6.4.2. Der Fragebogen zur erhaltenen Unterstützung (UNTERST)

Dieser Fragebogen besteht aus fünf verschiedenen Items. Vier Items decken die informationelle, instrumentelle, bewertende und emotionale Unterstützung ab, und das fünfte Item erfasst die Reziprozität der Unterstützung. Die erste Unterskala des Fragebogens (UNTERST A) fragt nach den verschiedenen Formen der Unterstützung und nach den Support-Gebern. UNTERST B, als zweite Unterskala, fragt nach der Zufriedenheit mit der Unterstützung.
Zur Überprüfung der inhaltlichen Struktur unterzog ich diesen Fragebogen einer Faktorenanalyse. Folgende Kriterien zur Annahme einer Faktorenanalyse wurden dabei zugrunde gelegt:

1. Jeder Faktor hat einen Eigenwert >1 und wird durch mindestens drei Variablen mit Faktorenladungen (a2) und Kommunalitäten (h2) > 5 definiert (Bortz, 1993).

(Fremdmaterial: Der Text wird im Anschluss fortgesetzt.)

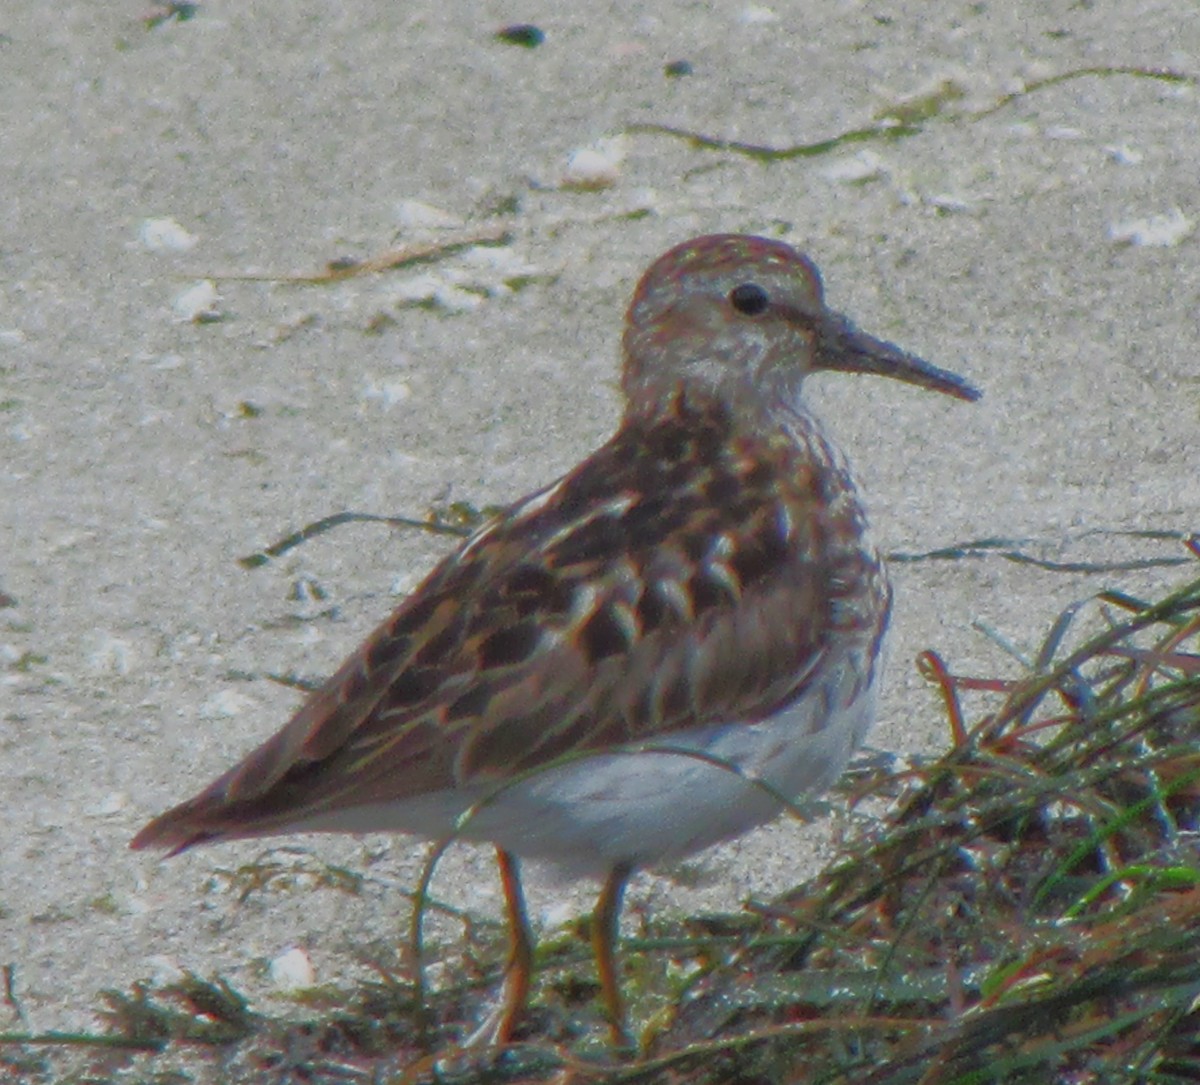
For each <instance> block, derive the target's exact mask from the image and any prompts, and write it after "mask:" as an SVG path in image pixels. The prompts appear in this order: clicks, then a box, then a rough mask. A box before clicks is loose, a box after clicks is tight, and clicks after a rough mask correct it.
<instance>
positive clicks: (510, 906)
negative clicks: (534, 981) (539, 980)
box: [494, 847, 533, 1044]
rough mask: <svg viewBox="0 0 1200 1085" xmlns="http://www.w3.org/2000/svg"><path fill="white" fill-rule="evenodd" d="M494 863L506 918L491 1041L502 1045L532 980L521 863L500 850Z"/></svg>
mask: <svg viewBox="0 0 1200 1085" xmlns="http://www.w3.org/2000/svg"><path fill="white" fill-rule="evenodd" d="M496 861H497V863H498V864H499V868H500V886H502V887H503V888H504V905H505V911H506V912H508V918H509V964H508V969H506V970H505V973H504V995H503V1002H502V1006H503V1009H502V1012H500V1018H499V1021H498V1024H497V1027H496V1036H494V1038H496V1043H498V1044H506V1043H509V1042H511V1039H512V1030H514V1029H515V1026H516V1023H517V1021H518V1020H520V1018H521V1014H523V1013H524V1009H526V1003H527V1002H528V1000H529V983H530V979H532V977H533V933H532V931H530V930H529V913H528V912H527V911H526V903H524V889H523V888H522V887H521V864H520V863H518V862H517V857H516V856H515V855H512V852H509V851H504V849H503V847H497V849H496Z"/></svg>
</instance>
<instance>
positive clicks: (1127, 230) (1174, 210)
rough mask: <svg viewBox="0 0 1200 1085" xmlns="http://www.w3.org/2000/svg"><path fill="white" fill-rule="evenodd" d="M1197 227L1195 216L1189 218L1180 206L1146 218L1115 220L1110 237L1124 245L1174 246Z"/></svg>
mask: <svg viewBox="0 0 1200 1085" xmlns="http://www.w3.org/2000/svg"><path fill="white" fill-rule="evenodd" d="M1195 228H1196V223H1195V220H1194V218H1188V216H1187V215H1184V214H1183V211H1181V210H1180V209H1178V208H1172V209H1171V210H1170V211H1168V212H1166V214H1165V215H1147V216H1146V217H1145V218H1129V220H1127V221H1126V222H1114V223H1112V226H1110V227H1109V238H1110V239H1111V240H1114V241H1116V242H1118V244H1122V245H1139V246H1145V247H1147V248H1174V247H1175V246H1176V245H1178V244H1180V242H1181V241H1182V240H1183V239H1184V238H1188V236H1190V235H1192V234H1193V233H1194V232H1195Z"/></svg>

2. Der Anteil der Gesamtvarianz, der von einem Faktor bestimmt wird, beträgt mindestens 5% (Clauß & Ebner, 1989)

3. Die Maße der internen Konsistenz und die Trennschärfen (rit) liegen in einem zufriedenstellenden Bereich (Lienert, 1989).

Die Quellenspezifität (siehe Kapitel 4) sollte durch die faktorenanalytische Überprüfung belegt werden. Daher wurde der Fragebogen zur erhaltenen Unterstützung einer Faktorenanalyse nach der Hauptkomponentenmethode mit Kommunalitäteniterationen und einer orthogonalen Varimaxrotation unterzogen.
Hierbei konnten 8 von 9 Faktoren der rotierten Komponentenmatrixa in die statistische Berechnung aufgenommen werden.
Die Faktorenanalyse bestätigte die Quellenspezifität und somit wurde die Skala UNTERST A durch 8 Faktoren repräsentiert.

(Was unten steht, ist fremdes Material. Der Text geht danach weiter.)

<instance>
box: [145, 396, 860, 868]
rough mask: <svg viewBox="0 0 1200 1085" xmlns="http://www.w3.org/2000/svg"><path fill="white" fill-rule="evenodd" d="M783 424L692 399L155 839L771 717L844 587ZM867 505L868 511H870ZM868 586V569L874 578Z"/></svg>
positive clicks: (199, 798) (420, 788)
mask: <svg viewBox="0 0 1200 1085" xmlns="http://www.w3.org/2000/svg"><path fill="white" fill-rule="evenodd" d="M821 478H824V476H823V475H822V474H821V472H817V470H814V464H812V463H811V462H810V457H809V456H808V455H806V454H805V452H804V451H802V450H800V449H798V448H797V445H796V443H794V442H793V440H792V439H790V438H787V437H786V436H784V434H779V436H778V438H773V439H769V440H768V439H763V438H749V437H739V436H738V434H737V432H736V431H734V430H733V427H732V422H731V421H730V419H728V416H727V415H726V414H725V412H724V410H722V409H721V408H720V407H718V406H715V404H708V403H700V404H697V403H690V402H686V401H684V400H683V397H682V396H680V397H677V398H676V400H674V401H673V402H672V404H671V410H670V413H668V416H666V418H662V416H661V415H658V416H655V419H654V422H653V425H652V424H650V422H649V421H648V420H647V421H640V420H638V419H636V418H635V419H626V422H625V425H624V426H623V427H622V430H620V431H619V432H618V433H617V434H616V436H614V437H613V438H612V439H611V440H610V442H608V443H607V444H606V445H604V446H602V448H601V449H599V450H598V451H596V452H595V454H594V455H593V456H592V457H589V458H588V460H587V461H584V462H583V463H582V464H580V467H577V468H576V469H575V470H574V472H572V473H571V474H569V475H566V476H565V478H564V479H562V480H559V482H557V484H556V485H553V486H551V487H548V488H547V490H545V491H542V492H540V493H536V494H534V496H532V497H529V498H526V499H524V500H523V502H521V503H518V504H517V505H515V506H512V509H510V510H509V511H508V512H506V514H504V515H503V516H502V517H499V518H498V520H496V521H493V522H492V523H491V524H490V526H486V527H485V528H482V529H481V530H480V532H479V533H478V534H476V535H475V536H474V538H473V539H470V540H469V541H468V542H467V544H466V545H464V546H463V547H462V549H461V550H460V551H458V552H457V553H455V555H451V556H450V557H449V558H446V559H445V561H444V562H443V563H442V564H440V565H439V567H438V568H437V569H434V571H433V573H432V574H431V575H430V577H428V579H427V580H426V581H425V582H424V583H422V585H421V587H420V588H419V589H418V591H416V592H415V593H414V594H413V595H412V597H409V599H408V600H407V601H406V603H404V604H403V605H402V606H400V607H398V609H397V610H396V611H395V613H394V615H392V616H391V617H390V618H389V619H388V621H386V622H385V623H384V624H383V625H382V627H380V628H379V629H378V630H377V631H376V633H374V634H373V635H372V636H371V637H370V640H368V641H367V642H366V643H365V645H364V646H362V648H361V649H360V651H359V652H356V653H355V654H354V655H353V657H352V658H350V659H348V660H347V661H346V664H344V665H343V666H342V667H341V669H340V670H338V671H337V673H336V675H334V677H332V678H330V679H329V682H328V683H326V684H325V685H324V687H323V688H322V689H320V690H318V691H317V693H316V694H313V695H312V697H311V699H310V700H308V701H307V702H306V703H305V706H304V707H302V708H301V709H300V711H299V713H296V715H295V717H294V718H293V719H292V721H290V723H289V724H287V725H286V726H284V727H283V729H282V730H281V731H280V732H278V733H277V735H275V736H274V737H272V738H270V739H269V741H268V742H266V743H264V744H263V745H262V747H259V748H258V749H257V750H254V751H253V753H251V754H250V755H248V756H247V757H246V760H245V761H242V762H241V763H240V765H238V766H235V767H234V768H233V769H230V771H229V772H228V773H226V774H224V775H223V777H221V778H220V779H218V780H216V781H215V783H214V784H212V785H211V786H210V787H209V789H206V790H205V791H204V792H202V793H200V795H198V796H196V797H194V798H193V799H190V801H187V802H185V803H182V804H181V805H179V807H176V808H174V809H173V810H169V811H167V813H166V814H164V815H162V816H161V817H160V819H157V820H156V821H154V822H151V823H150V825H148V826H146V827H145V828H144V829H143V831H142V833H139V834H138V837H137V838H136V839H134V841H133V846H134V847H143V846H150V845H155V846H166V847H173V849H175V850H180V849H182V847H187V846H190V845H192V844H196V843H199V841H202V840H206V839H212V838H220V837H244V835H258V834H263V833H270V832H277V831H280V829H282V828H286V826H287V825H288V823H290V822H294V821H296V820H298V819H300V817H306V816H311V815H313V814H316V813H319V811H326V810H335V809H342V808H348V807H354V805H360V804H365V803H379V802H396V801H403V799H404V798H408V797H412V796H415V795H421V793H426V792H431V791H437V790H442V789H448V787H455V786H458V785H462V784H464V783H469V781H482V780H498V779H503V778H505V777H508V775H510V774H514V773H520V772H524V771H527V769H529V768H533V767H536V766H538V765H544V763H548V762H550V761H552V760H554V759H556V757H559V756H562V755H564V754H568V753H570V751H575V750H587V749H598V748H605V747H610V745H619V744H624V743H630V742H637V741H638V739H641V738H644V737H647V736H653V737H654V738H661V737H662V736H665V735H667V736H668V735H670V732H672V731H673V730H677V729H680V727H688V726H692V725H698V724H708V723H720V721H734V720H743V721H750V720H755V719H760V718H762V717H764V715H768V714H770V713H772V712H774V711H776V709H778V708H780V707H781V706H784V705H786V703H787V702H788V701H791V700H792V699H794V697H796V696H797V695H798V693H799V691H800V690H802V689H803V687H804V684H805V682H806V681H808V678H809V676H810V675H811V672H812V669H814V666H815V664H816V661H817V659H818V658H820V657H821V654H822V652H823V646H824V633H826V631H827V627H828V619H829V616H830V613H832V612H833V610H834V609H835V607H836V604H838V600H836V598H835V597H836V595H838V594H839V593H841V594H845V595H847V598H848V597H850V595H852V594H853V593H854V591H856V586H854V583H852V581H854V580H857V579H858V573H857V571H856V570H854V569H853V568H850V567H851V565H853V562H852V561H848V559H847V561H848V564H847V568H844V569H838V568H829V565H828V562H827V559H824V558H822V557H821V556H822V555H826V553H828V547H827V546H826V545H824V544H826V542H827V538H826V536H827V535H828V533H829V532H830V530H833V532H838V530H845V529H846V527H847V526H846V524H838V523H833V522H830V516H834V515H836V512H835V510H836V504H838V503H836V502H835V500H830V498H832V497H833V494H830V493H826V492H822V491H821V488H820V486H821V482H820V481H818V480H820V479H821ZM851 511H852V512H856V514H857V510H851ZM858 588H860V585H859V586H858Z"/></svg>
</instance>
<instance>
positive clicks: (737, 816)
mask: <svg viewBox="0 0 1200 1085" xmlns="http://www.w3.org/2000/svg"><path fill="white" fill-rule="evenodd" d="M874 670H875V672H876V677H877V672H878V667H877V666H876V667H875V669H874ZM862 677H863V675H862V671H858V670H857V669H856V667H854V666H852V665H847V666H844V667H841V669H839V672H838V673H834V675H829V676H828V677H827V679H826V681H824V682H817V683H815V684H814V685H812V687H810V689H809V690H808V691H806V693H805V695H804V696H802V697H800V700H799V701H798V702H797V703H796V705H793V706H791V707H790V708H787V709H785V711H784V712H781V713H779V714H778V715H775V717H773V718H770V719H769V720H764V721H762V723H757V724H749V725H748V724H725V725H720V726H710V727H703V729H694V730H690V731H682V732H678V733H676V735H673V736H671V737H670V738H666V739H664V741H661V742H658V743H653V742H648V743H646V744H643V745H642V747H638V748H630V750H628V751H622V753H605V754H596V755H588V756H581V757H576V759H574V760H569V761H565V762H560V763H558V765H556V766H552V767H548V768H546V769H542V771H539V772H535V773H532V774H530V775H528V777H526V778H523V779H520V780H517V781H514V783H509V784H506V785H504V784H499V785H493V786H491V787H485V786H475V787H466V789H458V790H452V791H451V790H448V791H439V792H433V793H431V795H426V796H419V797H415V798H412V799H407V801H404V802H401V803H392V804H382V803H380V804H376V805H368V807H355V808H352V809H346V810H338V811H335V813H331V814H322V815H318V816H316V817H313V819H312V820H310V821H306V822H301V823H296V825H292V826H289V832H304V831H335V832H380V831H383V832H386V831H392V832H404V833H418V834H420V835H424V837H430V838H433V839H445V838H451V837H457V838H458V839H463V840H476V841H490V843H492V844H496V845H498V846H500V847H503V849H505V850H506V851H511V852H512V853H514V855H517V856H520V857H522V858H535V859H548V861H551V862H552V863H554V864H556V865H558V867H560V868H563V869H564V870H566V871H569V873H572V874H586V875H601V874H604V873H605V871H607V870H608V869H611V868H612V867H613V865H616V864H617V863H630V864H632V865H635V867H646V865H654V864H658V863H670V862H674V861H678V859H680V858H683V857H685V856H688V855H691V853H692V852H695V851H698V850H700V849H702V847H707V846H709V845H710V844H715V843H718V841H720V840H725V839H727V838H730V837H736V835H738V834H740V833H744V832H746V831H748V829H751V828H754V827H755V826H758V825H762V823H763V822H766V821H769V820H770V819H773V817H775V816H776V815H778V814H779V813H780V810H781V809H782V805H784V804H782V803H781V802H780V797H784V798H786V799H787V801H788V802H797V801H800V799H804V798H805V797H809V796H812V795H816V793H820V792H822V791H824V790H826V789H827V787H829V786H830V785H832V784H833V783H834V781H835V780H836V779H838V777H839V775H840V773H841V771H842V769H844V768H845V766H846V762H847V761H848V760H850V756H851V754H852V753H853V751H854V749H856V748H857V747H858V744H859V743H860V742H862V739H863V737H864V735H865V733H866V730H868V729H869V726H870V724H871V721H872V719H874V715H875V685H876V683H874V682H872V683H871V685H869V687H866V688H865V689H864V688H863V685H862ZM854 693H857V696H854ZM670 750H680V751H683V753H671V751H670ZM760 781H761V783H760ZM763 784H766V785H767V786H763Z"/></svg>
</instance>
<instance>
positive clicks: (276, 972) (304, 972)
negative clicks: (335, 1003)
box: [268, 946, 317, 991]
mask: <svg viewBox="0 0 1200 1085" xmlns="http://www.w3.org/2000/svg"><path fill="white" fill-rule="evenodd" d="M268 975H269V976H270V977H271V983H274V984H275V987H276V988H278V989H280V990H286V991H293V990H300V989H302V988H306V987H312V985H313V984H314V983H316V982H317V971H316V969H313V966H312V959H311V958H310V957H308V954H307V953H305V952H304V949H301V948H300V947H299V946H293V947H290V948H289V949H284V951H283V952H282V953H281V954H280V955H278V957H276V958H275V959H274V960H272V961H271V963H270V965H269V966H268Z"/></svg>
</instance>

Tab.6.15.: Reliabilitäten und Varianzaufklärung der extrahierten Faktoren (UNTERST).

Insgesamt können die 8 Faktoren eine Varianz von 80,8 % aufklären. Der Faktor I stellt mit 29,2 % den größten Anteil an der Gesamtvarianz. Die Quelle die durch diesen Faktor repräsentiert wird (Geschwister) wird als besonders unterstützend erlebt. Die Faktoren sind inhaltlich so zu interpretieren, dass die Supportquelle deutlich dominiert. Dies besagt, dass offensichtlich die Quelle des Supports und nicht die Art der Unterstützung von Bedeutung ist (vgl. Kapitel 4). Die für die eigene Untersuchung durchgeführte Faktorenanalyse bestätigt hinsichtlich des Verlustes wichtiger Supportquellen die Studien der Forscher Franke (1990) und Jäger (1989).